From 2007 the Brazilian event was moved to March and given the honour of opening the season and BMW drivers Jorg Muller and local boy Augusto Farfus shared victories, and the attendance was even larger with 45,000 spectators.
In the latest years (2008, 2009 and 2010) Yvan Muller and Gabriele Tarquini dominated the field, winning Race 1 and Race 2 respectively for three consecutive times with five of those six victories were for SEAT, while Muller's won for Chevrolet in 2010.
Following a meeting of the World Motor Sport Council in Paris today (8 March), the following decisions were taken:
The rules applicable to cars fitted with a 1.6L turbo engine competing both in WRC and in WTCC have been harmonised, for cost reasons. The compulsory depositing of the engine with the FIA must be done by 1 May 2011.
The Marrakech round of the 2011 FIA WTCC initially scheduled on June 5th was withdrawn from the calendar at the request of the FIA Championship promoter as the local promoter was unable to commit to an agreement for the organisation of the event.
The global engine opens a new era
Touring car racing and rallies are now significantly closer thanks to the adoption of the Global Engine.
After becoming the common denominator between the FIA World Touring Car and World Rally championships, the new 1.6 litre turbocharged power plant is set to be adopted in national and regional series as well.
The new unit for the WTCC cars supplies about 320bhp, with a significant increase of 30bhp compared to the 2.0 litre normally aspirated and turbo diesel engines.
However, more than power itself, the new engine's peculiarity will be reliability as in 2011 competitors will be only allowed one engine change during the season and after the ninth event, further changes will result in grid penalties and from the 2012 season all engine changes will be penalised.

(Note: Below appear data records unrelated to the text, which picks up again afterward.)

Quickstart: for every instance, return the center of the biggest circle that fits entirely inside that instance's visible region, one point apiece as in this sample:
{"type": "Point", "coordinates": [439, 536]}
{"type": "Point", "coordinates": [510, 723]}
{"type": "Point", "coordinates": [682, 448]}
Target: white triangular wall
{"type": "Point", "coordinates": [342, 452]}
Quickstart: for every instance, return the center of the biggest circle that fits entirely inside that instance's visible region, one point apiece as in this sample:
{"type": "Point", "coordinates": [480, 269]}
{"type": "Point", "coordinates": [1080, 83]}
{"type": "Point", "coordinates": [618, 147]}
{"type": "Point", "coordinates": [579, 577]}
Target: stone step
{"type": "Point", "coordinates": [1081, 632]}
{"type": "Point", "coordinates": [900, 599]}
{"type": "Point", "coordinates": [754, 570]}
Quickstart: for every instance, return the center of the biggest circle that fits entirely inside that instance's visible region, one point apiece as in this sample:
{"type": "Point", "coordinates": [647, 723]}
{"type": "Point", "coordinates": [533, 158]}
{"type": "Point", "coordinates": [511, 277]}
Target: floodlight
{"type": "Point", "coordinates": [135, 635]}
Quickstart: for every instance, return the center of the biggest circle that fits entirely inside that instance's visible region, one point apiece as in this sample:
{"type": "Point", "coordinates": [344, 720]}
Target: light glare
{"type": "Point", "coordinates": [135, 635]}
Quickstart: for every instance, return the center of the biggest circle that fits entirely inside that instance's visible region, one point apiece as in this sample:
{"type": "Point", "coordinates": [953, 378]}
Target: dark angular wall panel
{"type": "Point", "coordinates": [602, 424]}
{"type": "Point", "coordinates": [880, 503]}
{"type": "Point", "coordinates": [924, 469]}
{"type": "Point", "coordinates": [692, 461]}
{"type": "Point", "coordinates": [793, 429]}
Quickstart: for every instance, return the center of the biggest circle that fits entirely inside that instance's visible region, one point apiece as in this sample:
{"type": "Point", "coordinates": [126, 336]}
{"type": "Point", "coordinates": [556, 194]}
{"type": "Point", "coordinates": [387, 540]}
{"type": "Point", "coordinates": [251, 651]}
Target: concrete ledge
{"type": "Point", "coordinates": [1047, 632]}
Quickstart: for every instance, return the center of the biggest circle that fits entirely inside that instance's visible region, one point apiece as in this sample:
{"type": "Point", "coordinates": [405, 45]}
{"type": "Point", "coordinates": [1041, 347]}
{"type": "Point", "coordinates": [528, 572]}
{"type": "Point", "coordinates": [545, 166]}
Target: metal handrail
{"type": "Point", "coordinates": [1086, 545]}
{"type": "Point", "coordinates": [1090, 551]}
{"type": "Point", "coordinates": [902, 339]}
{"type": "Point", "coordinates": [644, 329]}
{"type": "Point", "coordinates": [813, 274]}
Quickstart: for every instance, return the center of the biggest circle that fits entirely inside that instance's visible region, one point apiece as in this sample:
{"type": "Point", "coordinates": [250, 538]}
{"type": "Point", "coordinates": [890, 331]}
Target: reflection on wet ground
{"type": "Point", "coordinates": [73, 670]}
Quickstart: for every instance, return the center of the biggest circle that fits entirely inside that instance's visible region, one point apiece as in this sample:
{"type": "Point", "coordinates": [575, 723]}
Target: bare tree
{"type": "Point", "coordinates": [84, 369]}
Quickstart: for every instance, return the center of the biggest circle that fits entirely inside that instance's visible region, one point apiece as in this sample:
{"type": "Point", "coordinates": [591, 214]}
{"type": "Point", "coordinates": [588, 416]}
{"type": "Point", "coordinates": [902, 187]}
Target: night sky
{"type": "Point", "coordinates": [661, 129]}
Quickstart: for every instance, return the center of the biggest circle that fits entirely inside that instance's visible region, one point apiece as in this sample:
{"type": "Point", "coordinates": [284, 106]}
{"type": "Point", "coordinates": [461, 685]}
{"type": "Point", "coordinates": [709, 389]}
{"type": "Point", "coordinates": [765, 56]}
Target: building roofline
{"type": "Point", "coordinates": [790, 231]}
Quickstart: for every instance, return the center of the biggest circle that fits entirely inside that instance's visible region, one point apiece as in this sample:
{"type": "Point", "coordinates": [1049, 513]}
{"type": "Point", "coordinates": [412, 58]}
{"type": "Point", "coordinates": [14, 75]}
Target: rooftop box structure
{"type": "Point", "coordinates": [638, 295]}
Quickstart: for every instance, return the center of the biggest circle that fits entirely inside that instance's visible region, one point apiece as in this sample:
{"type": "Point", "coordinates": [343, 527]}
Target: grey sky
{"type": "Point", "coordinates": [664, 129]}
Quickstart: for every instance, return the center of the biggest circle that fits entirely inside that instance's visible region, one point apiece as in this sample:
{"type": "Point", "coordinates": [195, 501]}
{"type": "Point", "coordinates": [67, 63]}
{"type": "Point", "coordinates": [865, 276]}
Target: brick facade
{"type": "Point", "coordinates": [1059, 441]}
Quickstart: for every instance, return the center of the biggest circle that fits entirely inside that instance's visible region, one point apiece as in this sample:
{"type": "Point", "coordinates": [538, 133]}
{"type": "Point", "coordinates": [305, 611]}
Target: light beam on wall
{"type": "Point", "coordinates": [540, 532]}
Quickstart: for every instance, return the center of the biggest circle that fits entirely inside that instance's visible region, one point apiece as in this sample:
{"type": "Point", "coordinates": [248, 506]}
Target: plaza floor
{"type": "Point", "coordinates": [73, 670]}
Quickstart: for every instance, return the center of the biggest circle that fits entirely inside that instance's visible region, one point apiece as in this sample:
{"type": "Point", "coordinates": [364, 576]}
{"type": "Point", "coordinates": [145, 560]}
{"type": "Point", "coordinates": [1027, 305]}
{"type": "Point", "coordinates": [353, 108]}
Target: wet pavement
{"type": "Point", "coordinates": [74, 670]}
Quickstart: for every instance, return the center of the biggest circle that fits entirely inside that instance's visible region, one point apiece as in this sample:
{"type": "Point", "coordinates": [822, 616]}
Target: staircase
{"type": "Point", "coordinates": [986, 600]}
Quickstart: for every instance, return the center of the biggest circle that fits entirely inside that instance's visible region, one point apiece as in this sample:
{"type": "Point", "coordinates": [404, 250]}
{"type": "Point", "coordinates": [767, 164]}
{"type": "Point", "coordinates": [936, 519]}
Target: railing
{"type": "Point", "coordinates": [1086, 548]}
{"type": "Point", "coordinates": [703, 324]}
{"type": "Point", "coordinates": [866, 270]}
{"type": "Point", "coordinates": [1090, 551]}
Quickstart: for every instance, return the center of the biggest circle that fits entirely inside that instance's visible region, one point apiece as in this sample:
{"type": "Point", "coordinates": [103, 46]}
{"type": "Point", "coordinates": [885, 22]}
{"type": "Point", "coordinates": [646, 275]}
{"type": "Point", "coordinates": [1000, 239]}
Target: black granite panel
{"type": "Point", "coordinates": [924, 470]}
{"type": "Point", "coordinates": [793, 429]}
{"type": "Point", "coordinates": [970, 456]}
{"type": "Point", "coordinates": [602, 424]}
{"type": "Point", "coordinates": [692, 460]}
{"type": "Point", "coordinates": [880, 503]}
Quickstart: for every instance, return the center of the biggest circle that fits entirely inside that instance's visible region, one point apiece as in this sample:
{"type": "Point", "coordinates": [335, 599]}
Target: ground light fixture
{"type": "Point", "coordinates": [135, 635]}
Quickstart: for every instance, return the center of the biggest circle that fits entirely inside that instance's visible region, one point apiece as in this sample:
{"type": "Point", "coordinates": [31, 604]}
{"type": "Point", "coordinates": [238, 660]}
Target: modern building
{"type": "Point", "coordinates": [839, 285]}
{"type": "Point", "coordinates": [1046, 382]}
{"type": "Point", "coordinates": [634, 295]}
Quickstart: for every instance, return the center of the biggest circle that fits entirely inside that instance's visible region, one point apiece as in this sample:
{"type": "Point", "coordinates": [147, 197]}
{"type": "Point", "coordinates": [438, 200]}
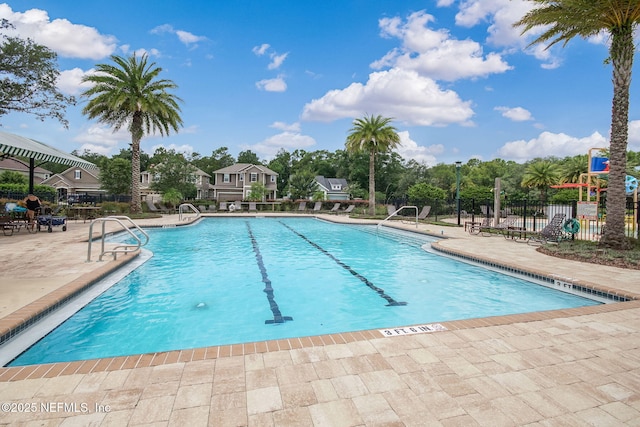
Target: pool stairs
{"type": "Point", "coordinates": [124, 248]}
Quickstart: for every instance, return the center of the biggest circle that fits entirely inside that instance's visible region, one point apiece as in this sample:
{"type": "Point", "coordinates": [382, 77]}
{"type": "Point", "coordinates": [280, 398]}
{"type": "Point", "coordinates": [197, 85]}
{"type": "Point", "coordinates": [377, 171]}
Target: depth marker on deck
{"type": "Point", "coordinates": [277, 315]}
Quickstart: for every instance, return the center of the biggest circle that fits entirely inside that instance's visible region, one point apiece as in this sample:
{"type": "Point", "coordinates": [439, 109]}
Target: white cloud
{"type": "Point", "coordinates": [401, 94]}
{"type": "Point", "coordinates": [70, 81]}
{"type": "Point", "coordinates": [60, 35]}
{"type": "Point", "coordinates": [409, 149]}
{"type": "Point", "coordinates": [290, 141]}
{"type": "Point", "coordinates": [550, 144]}
{"type": "Point", "coordinates": [517, 114]}
{"type": "Point", "coordinates": [184, 148]}
{"type": "Point", "coordinates": [502, 14]}
{"type": "Point", "coordinates": [272, 85]}
{"type": "Point", "coordinates": [189, 38]}
{"type": "Point", "coordinates": [634, 135]}
{"type": "Point", "coordinates": [142, 51]}
{"type": "Point", "coordinates": [260, 50]}
{"type": "Point", "coordinates": [102, 140]}
{"type": "Point", "coordinates": [293, 127]}
{"type": "Point", "coordinates": [434, 53]}
{"type": "Point", "coordinates": [277, 60]}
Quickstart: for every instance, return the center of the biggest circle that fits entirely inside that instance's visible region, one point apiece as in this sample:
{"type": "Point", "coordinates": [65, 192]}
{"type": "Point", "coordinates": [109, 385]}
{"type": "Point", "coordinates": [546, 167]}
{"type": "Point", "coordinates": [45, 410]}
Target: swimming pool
{"type": "Point", "coordinates": [231, 280]}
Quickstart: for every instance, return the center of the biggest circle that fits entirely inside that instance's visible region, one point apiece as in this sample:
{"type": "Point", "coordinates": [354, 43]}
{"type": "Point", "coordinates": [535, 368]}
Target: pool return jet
{"type": "Point", "coordinates": [391, 302]}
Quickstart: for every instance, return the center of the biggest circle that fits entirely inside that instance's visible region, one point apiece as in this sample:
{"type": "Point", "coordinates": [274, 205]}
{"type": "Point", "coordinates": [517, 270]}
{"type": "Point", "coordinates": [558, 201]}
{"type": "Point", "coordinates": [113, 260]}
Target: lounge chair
{"type": "Point", "coordinates": [485, 208]}
{"type": "Point", "coordinates": [552, 232]}
{"type": "Point", "coordinates": [9, 225]}
{"type": "Point", "coordinates": [424, 213]}
{"type": "Point", "coordinates": [152, 207]}
{"type": "Point", "coordinates": [476, 227]}
{"type": "Point", "coordinates": [349, 209]}
{"type": "Point", "coordinates": [165, 209]}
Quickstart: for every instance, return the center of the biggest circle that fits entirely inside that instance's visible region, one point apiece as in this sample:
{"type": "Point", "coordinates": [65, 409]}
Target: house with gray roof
{"type": "Point", "coordinates": [13, 165]}
{"type": "Point", "coordinates": [333, 188]}
{"type": "Point", "coordinates": [234, 182]}
{"type": "Point", "coordinates": [75, 181]}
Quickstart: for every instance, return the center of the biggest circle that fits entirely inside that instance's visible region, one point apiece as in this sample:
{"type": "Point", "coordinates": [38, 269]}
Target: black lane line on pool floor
{"type": "Point", "coordinates": [277, 315]}
{"type": "Point", "coordinates": [379, 291]}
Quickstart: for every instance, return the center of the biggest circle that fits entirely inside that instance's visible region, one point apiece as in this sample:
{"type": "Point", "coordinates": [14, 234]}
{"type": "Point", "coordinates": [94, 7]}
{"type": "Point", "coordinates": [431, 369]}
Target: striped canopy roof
{"type": "Point", "coordinates": [19, 146]}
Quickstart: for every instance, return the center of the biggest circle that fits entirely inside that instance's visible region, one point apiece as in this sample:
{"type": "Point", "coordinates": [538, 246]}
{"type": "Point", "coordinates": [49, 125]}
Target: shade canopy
{"type": "Point", "coordinates": [18, 146]}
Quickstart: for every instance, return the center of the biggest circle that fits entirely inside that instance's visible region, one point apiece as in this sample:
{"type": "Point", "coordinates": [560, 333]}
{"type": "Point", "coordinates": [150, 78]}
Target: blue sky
{"type": "Point", "coordinates": [271, 74]}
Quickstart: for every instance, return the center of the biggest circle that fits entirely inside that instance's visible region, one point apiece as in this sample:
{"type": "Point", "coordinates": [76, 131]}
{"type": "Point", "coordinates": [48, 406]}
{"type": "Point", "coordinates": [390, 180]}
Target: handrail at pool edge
{"type": "Point", "coordinates": [396, 212]}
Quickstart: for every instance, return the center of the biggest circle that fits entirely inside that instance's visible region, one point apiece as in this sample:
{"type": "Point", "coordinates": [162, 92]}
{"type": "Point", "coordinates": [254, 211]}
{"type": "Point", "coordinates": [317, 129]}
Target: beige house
{"type": "Point", "coordinates": [234, 182]}
{"type": "Point", "coordinates": [202, 181]}
{"type": "Point", "coordinates": [75, 182]}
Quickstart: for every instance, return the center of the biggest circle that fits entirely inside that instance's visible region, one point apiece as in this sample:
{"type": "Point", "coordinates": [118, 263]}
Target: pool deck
{"type": "Point", "coordinates": [562, 368]}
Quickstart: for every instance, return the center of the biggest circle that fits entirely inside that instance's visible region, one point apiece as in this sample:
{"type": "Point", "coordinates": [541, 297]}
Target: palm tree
{"type": "Point", "coordinates": [541, 175]}
{"type": "Point", "coordinates": [130, 94]}
{"type": "Point", "coordinates": [562, 20]}
{"type": "Point", "coordinates": [373, 135]}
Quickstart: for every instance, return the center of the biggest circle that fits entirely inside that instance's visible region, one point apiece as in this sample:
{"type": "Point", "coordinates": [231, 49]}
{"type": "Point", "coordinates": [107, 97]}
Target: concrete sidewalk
{"type": "Point", "coordinates": [569, 367]}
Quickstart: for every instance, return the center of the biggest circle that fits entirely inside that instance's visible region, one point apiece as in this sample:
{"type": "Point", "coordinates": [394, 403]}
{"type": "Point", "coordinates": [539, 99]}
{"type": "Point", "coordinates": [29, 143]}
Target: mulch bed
{"type": "Point", "coordinates": [594, 258]}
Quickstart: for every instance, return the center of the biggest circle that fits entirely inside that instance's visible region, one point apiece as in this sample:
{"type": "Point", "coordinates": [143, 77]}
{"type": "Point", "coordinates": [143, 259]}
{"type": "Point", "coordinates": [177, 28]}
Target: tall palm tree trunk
{"type": "Point", "coordinates": [136, 136]}
{"type": "Point", "coordinates": [622, 51]}
{"type": "Point", "coordinates": [372, 183]}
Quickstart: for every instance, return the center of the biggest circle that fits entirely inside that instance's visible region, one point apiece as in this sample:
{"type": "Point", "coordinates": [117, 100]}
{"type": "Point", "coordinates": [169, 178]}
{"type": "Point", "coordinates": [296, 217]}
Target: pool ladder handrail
{"type": "Point", "coordinates": [183, 207]}
{"type": "Point", "coordinates": [124, 249]}
{"type": "Point", "coordinates": [396, 212]}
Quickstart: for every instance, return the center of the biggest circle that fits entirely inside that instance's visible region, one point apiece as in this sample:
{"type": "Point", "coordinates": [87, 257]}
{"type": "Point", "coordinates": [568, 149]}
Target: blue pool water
{"type": "Point", "coordinates": [232, 280]}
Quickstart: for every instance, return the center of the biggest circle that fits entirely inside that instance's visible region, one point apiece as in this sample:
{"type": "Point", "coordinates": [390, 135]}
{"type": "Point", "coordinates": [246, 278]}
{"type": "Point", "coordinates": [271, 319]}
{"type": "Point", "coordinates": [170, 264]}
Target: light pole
{"type": "Point", "coordinates": [458, 166]}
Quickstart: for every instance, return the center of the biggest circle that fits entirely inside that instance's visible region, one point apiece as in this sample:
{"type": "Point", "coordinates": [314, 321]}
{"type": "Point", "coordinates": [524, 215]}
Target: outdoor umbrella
{"type": "Point", "coordinates": [12, 145]}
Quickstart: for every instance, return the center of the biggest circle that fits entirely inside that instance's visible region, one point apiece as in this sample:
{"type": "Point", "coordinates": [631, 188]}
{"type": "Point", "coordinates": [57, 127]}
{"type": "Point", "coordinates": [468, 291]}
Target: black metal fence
{"type": "Point", "coordinates": [531, 215]}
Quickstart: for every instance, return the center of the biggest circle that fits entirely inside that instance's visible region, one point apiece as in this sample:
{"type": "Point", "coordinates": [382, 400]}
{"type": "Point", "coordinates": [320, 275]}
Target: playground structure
{"type": "Point", "coordinates": [591, 191]}
{"type": "Point", "coordinates": [585, 222]}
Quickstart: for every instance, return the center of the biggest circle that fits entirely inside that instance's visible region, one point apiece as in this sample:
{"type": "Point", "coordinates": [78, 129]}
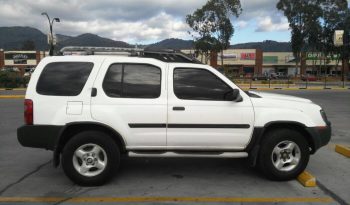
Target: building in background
{"type": "Point", "coordinates": [20, 61]}
{"type": "Point", "coordinates": [247, 62]}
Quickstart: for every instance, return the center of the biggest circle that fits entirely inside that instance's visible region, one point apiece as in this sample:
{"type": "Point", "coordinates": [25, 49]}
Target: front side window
{"type": "Point", "coordinates": [64, 78]}
{"type": "Point", "coordinates": [132, 81]}
{"type": "Point", "coordinates": [199, 84]}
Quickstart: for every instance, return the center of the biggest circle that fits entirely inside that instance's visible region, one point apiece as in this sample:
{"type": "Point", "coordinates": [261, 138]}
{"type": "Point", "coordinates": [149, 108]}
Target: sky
{"type": "Point", "coordinates": [141, 21]}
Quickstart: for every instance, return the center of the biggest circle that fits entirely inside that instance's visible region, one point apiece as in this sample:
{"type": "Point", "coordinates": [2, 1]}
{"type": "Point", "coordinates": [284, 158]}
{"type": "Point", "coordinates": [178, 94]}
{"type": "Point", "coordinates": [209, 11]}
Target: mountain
{"type": "Point", "coordinates": [266, 46]}
{"type": "Point", "coordinates": [61, 37]}
{"type": "Point", "coordinates": [12, 38]}
{"type": "Point", "coordinates": [89, 39]}
{"type": "Point", "coordinates": [172, 43]}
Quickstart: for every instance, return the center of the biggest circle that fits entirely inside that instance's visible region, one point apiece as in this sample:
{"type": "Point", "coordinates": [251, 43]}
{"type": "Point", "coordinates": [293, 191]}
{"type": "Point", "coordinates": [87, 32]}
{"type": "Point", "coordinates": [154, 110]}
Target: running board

Change of system for the reverse grid
The starting grid for the second race of each championship event is no longer based on the provisional results of the first race, but on the final results of Saturday's Q1 qualifying.
The number of the reversed positions was also increased from eight to ten, matching the number of cars that are allowed to proceed from Q1 to Q2.
The new system is set to prevent drivers from voluntarily losing positions during the first race with the aim to win pole position for the second.
Three circuits host WTCC for the first time
The seventh event of the season on July 17th, will take place at Donington Park that becomes the third circuit to host the WTCC Race of the UK, after Silverstone in 2005 and Brands Hatch from 2006 to 2010.
The tenth race meeting will be held on October 24th at Suzuka where the WTCC Race of Japan moves to Suzuka's East Circuit after being held at Okayama from 2008 to 2010.
On November 6th the World Championship will pay its first visit to Mainland China, as the Guangdong International Circuit will be home to the WTCC Race of China, eleventh and last but one event of the season before the traditional finale on the streets of Macau.